We can also pull out variants that are in the structure of the graph, which does not require aligning reads from a sample.

1. First, we will create a .xg formated graph with `vg index`.

In [None]:
!vg index -t 4 -x graphs/yprp.chrVIII.pggb.xg graphs/yprp.chrVIII.pggb.vg

2. Now, grab the variants from the graph using `vg deconstruct`.

The parameters:
  
`-P` path prefix (variants will be called for all paths that start with this prefix)  
`-t` number of threads

Also, feed in the graph as a positional argument:  
*Graph (xg)*

<div class="alert alert-block alert-info"> <b>NOTE:</b> VG takes liberties with variants when constructing the graph so this VCF might not be identical to those from other methods.

We will use the original chrVIII graph and export variants onto the S288C paths.

In [None]:
!vg deconstruct graphs/yprp.chrVIII.pggb.xg -P S288C -t 20 > variants/yprp.chrVIII.pggb.S288Cpaths.deconstruct.vcf

3. Get variant statistics.

In [None]:
!bcftools stats variants/yprp.chrVIII.pggb.S288Cpaths.deconstruct.vcf | grep "^SN"

<div class="alert alert-block alert-success"> <b>Try this for the full genome graph in the cell below:</b>  
    <ul>
        <li>Create an .xg version of graphs/yprp.fullgenome.pggb.vg using `vg index`</li>
        <li>Deconstruct variants</li>
        <li>Get the variant statistics.</li>
    </ul>

In [None]:
# Index to create an .xg version

In [None]:
# Deconstruct variants from the full genome graph

In [None]:
# Get variant statistics

<details>
<summary>Click for help</summary>
<br>
!vg index -t 4 -x graphs/yprp.fullgenome.pggb.xg graphs/yprp.fullgenome.pggb.vg   
<br><br>

!vg deconstruct graphs/yprp.fullgenome.pggb.xg -P S288C -t 20 > variants/yprp.fullgenome.pggb.S288Cpaths.deconstruct.vcf
<br><br>

!bcftools stats variants/yprp.fullgenome.pggb.S288Cpaths.deconstruct.vcf | grep "^SN"

</details>

----------------------

## Visualize the original and augmented graphs

1. Compare CUP1 region of the original graph (yprp.chrVIII.pggb.gfa) and augmented graph (SK1xyprp.chrVIII.pggb.aug.vg, which we will convert to SK1xyprp.chrVIII.pggb.aug.gfa) in Bandage.
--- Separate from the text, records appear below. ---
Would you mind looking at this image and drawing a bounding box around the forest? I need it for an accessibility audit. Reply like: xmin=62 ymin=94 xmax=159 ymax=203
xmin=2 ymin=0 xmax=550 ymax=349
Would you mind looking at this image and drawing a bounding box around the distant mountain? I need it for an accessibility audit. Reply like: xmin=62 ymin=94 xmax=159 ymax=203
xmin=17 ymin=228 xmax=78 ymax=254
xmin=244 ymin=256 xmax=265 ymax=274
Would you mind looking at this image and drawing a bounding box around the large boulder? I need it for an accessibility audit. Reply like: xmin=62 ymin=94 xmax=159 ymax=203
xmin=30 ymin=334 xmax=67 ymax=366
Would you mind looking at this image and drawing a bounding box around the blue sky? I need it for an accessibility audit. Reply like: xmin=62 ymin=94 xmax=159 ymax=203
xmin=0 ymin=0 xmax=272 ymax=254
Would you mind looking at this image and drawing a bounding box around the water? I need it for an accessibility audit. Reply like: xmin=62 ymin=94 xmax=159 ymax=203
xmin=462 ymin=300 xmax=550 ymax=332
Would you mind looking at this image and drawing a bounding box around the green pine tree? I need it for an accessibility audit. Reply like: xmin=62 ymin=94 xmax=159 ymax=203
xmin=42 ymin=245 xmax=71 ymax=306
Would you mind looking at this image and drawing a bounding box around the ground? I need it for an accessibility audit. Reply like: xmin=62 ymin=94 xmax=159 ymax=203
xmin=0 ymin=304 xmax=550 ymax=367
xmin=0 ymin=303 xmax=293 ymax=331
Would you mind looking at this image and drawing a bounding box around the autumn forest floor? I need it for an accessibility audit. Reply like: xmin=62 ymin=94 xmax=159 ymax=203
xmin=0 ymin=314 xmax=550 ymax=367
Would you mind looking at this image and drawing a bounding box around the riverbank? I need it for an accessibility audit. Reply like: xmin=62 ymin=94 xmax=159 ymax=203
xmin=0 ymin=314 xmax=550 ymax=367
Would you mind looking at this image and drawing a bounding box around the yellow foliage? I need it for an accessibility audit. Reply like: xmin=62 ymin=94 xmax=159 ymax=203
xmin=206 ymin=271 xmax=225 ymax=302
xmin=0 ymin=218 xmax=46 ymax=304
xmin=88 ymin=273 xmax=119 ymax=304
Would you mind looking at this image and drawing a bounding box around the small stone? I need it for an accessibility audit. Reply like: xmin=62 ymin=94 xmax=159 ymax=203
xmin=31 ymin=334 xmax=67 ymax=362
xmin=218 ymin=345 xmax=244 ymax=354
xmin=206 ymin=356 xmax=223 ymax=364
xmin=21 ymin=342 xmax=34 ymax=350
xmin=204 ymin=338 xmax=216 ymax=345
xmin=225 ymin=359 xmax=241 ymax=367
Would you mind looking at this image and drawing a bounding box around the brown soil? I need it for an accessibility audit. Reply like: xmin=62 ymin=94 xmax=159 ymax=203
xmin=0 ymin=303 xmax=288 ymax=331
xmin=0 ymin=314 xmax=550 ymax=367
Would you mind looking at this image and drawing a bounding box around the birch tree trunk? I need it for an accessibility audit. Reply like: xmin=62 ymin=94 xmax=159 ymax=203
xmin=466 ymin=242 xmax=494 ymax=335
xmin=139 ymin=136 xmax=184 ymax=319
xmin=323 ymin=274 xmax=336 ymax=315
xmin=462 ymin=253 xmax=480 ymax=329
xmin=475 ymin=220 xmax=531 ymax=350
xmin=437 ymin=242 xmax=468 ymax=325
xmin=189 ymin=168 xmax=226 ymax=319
First, convert the augmented graph to GFA format.

The parameters:

`-f`  output in GFA format

Also, feed in the graph as a positional argument:  
*graphs/SK1xyprp.chrVIII.pggb.aug.vg*

In [None]:
!vg convert -f graphs/SK1xyprp.chrVIII.pggb.aug.vg > graphs/SK1xyprp.chrVIII.pggb.aug.gfa

2. Then visualize the CUP1 region in Bandage for the original graph (yprp.chrVIII.pggb.gfa) and the augmented graph (SK1xyprp.chrVIII.pggb.aug.gfa). In Bandage, under graph drawing, 100 is a good distance to use for the original graph and 200 for the augmented graphs. These distances will ensure that you extend far enough out from the BLAST hits so that the region is fully connected.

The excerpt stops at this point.